Markus Blocher verkaufte seine Ems-Aktien, sammelte im Gegenzug bei den Geschwistern Dottikon-Papiere ein; heute ist noch Schwester Miriam mit rund fünf Prozent bei ihm investiert, auch Mutter Silvia soll Aktien halten. Die Startchancen konnten kaum ungleicher sein: Martullo führte eine gut geölte Cash-Maschine, konnte sich bis heute geschätzt eine halbe Milliarde Franken Dividenden zahlen.

ZKB sieht grosses Potenzial

Blocher baute eine Firma auf, verzichtete fast komplett auf Dividenden und investierte alles in Wachstum, auch aktuell «haben wir nicht vor, Dividenden auszuschütten», bekräftigt er. Zudem begnügt er sich mit einem Jahressalär von 700 000 Franken, sie genehmigt sich nahezu das Doppelte – der Pokal für den Sieger der Herzen ist ihm sicher.

Martullo hat sich mit ihrer Strategie der Margenmaximierung bei den Kunden nicht nur Freunde gemacht. Die gebeutelten Autobauer sehen es nicht gern, wenn ein Lieferant klotzige Gewinne einfährt. «Natürlich beobachten wir das», bestätigt ein Topmanager eines deutschen Konzerns – wer Alternativen zu den unbestritten hervorragenden Ems-Kunststoffen finde, überlege sich schnell einen Wechsel.
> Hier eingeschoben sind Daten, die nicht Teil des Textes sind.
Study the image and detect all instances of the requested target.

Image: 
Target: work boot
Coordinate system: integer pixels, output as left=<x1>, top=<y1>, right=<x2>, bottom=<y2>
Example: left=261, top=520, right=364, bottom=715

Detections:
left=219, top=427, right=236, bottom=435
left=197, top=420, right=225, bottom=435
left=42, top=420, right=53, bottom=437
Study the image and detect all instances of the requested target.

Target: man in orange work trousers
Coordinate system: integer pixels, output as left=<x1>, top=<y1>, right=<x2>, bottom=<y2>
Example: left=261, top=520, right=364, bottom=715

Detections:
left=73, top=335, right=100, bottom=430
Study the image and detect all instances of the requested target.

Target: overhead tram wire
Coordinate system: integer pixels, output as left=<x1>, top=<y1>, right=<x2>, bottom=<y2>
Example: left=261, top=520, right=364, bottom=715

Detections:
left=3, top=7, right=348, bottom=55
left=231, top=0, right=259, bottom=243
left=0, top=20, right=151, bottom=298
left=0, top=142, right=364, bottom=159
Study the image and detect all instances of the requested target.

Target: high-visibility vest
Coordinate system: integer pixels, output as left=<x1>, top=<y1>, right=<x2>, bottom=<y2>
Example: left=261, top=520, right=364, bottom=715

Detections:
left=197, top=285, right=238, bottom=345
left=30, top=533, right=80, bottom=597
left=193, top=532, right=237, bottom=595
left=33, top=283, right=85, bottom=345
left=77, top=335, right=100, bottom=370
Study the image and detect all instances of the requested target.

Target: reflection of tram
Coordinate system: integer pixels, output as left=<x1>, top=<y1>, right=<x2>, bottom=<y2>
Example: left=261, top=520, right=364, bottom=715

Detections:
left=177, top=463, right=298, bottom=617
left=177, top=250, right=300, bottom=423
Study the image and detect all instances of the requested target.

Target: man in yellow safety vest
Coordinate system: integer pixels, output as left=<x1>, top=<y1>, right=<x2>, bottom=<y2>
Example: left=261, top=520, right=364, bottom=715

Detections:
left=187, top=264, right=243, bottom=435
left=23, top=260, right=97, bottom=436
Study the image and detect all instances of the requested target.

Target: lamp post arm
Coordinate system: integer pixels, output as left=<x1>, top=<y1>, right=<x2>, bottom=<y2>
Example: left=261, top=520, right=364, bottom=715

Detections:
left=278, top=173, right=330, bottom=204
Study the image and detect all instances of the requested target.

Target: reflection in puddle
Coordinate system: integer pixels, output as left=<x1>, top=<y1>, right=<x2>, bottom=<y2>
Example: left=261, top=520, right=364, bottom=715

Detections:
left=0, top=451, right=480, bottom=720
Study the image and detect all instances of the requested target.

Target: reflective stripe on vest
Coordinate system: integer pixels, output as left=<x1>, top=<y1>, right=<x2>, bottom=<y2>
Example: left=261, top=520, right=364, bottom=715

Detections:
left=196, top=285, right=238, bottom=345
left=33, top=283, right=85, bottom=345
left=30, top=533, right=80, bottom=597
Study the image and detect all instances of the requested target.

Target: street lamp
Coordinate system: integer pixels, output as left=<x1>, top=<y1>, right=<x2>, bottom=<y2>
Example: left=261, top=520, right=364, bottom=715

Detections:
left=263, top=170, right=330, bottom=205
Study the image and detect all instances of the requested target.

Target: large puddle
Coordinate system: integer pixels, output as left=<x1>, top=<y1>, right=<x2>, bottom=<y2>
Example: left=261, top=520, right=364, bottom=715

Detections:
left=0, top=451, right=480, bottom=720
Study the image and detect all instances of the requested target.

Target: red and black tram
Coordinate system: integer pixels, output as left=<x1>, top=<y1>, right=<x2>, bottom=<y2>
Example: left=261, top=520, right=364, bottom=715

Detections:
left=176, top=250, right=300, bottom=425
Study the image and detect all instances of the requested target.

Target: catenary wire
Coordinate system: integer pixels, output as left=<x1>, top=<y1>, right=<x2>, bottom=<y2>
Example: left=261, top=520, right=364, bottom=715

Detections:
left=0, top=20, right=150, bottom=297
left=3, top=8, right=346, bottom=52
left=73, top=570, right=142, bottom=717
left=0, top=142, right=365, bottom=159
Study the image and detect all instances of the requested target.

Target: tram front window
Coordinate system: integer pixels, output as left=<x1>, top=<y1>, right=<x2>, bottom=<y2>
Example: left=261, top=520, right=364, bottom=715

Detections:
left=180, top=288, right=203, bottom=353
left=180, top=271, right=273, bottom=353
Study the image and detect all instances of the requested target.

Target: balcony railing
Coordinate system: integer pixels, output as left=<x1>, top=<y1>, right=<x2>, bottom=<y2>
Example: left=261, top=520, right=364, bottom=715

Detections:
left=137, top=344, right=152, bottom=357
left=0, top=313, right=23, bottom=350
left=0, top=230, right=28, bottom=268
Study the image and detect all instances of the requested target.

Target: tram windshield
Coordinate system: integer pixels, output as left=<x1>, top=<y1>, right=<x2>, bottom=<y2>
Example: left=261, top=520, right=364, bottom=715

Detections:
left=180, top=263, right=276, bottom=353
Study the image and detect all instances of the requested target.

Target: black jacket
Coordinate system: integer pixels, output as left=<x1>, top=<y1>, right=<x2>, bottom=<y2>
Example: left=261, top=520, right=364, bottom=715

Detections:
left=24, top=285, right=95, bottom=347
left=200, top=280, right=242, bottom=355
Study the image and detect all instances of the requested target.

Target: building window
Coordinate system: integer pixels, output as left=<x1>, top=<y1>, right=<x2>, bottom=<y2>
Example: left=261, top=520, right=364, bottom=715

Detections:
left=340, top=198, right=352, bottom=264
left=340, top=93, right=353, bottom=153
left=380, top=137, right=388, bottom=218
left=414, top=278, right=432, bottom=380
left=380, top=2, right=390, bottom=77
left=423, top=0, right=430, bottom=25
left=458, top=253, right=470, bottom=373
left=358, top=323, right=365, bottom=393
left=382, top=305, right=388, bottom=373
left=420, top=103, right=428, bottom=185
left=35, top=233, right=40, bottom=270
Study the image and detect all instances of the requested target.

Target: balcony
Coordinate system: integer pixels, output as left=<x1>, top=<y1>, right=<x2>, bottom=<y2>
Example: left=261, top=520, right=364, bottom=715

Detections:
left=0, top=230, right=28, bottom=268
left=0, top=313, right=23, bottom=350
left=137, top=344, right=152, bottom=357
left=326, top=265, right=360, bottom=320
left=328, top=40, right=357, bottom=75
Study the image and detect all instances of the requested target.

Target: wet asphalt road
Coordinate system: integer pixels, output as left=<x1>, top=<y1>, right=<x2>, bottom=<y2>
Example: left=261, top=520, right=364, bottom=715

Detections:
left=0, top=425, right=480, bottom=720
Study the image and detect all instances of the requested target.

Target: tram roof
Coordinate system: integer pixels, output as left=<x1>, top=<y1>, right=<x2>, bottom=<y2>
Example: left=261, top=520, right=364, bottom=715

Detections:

Ein Insider sagt glasklar: «Punkto Margen ist die Zitrone ausgepresst.» Die bald 54-Jährige müsse nun den Satz ihres Vaters beherzigen, der einst im kleinen Kreis sagte: «Ems ist eine Fabrik, und die muss sich alle paar Jahre neu erfinden.» Immerhin, beim Umsatz halten die Analytiker der Baader Bank innert einem Jahrzehnt eine Verdoppelung für möglich.
Erntearbeiten

Für Dottikon ortet die ZKB sogar das Potenzial zur Vervierfachung, auf 1,3 Milliarden Franken; solche Volumina ziehen auch internationale Anleger an. Und bei den Margen achtet Dottikon selbst darauf, nicht mehr zu verdienen als die Kunden. Doch inmitten der lukrativen Pharmabranche besteht noch Spielraum nach oben.

Jetzt erntet er die Früchte

Die Blocher-Geschwister: viele Ähnlichkeiten bei teils deutlichen Unterschieden. Sein Dottikon-Anteil ist heute 2,2 Milliarden Franken wert, Martullos Ems-Paket gut fünf Milliarden. Ein Nahestehender sagt, Markus sei der Konziliantere, breiter interessiert, belesen zudem. «Müsste ich für ein Nachtessen wählen, ich würde mich für ihn entscheiden.»

Für Blocher geht es nun in seinem wachsenden Markt um gute Exekution, mehr vom Gleichen. Er «erntet heute die Früchte seiner Managementleistung», sagt ZKB-Mann Buchta, «das dürfte noch über Jahre so weitergehen». Interessant könnte es werden, wenn Dottikons Minisparte «Performance Chemicals» abhebt, «das ist im Moment ein Hobby, wir verdienen noch kein Geld», wiegelt Blocher zwar ab.

Doch darin steckt Potenzial, das er in den Anfangsjahren noch nicht erkannt hatte: «Mit neuartigen Dottikon-Molekülen die Performance-Eigenschaften von Kunststoffen zu verbessern.» Das würde heissen: Dottikon tritt gegen Ems an.

Auch musikalisch hat er einiges vor. Die Trompete setzt zwar Staub an, aber «E-Gitarre würde ich gern können, und wenn ich mal in Rente bin, möchte ich Schwyzerörgeli lernen». Ein Hardrocker, der Ländler aufspielt: Von Markus Blocher wird man noch einiges zu hören bekommen.